Work on gaelscoil to begin next year

The controversial building of a new school on playing fields on Cork’s northside is to go ahead as part of next year’s €370m schools capital programme.

Gaelscoil an Ghoirt Álainn is one of 50 new buildings or extensions which Education Minister Ruairi Quinn announced will go to construction in 2013. Most have already been flagged to go ahead next year as part of a five-year school building programme announced in March.

But the location of the school on part of the 11-acre Tank Field in Mayfield was the subject of potential obstacles at the time, after An Bord Pleanála had overturned an earlier refusal of permission in a vote of Cork City Council members.

Some local residents took a court challenge in September against what they said would be the loss of a right of way through the playing fields because of the project, and subsequent arrangements between the council and the local GAA club which uses the field.

However, Cork Circuit Court rejected their case in October and Mr Quinn has confirmed work on the 16-classroom school should begin next year.

The news brought joy to pupils, parents, and staff of the school, which has operated from prefabs on the grounds of Brian Dillons GAA Club next to the Tank Field for most of its life.

“Gaelscoil an Ghoirt Álainn has been in operation for almost 20 years now and finally we can begin to imagine life in a proper school building with proper facilities for our children,” said principal Deaglán Ó Deargáin and board chair Colm Henry.

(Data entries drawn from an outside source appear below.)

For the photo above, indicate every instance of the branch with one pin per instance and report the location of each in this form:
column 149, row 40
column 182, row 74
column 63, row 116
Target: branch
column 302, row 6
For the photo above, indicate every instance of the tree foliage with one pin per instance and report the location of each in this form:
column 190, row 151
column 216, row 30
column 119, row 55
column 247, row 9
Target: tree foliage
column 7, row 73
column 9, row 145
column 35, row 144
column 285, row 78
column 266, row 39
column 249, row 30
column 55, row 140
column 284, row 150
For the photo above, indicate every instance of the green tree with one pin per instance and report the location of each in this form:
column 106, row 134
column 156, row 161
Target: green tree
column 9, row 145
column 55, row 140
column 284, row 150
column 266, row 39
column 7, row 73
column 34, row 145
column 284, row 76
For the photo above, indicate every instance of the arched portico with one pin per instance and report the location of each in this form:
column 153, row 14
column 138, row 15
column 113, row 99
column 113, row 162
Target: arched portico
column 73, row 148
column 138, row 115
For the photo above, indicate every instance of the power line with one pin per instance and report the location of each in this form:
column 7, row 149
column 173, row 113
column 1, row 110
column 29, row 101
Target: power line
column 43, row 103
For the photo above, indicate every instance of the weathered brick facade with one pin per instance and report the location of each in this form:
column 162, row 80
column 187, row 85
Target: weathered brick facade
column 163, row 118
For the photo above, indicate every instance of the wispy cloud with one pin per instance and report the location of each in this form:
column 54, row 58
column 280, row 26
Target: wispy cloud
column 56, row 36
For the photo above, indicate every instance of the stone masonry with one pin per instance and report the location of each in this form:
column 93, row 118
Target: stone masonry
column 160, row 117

“We look forward to progressing with the development of a new school suitable for the education of our children and one which will benefit the whole community.”

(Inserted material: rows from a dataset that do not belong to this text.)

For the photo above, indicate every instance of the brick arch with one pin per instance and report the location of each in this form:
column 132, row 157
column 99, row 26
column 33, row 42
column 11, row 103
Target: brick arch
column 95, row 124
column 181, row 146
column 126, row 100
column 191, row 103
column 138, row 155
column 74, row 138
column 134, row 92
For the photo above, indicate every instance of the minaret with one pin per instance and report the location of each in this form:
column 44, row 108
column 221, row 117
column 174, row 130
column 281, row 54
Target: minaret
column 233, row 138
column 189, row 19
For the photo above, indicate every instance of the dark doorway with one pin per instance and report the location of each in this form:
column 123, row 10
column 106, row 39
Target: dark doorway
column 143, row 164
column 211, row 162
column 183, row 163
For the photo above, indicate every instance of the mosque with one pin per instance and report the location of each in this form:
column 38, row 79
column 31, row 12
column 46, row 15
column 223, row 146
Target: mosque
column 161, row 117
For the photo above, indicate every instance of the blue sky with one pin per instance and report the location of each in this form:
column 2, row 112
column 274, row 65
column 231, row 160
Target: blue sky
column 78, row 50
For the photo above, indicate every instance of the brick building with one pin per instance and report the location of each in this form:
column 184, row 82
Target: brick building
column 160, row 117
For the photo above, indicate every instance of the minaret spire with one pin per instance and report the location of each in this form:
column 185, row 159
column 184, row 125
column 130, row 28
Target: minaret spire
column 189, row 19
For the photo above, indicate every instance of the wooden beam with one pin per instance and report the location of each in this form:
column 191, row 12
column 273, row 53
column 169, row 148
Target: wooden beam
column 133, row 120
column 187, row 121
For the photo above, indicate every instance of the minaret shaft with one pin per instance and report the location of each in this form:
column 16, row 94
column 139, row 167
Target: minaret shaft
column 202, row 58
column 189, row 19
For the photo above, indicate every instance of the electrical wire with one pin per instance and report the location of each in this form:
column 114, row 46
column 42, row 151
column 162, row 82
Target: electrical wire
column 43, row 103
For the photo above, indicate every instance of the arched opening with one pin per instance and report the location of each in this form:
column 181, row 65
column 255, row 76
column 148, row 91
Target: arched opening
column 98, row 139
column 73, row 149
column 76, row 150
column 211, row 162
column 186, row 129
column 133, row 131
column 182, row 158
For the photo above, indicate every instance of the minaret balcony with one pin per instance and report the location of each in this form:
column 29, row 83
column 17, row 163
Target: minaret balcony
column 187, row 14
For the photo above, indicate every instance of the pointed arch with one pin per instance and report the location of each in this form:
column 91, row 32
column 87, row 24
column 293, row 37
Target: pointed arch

Six projects have been brought forward to begin work next year, including an extension to Newpark Comprehensive in Blackrock, Co Dublin, on which construction was not scheduled to begin until at least 2015 according to last March’s list.

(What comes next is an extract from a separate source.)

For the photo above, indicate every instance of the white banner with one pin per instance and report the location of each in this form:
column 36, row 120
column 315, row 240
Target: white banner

A spokesperson for the Department of Education said some projects may have progressed if they got through planning faster than anticipated, or if projected student numbers in an area have increased significantly.

The projects include schools being established in the next few years to cater for rising urban populations. Mr Quinn said almost 21,000 of the 25,000 student places to be provided are in extensions or new schools, with the remainder replacing temporary or unsuitable accommodation.

The Irish National Teachers’ Organisation said meeting the needs of a rising young population is welcome, but the Government had failed in its responsibility to ensure existing schools are maintained by the withdrawal of grants for minor works.

General secretary Sheila Nunan said the department should ringfence 7.5% of all future capital funding for maintenance of existing school buildings.

Another 53 major school projects were occupied or completed this year and the larger projects listed yesterday will account for €240m of the €370m capital investment in schools.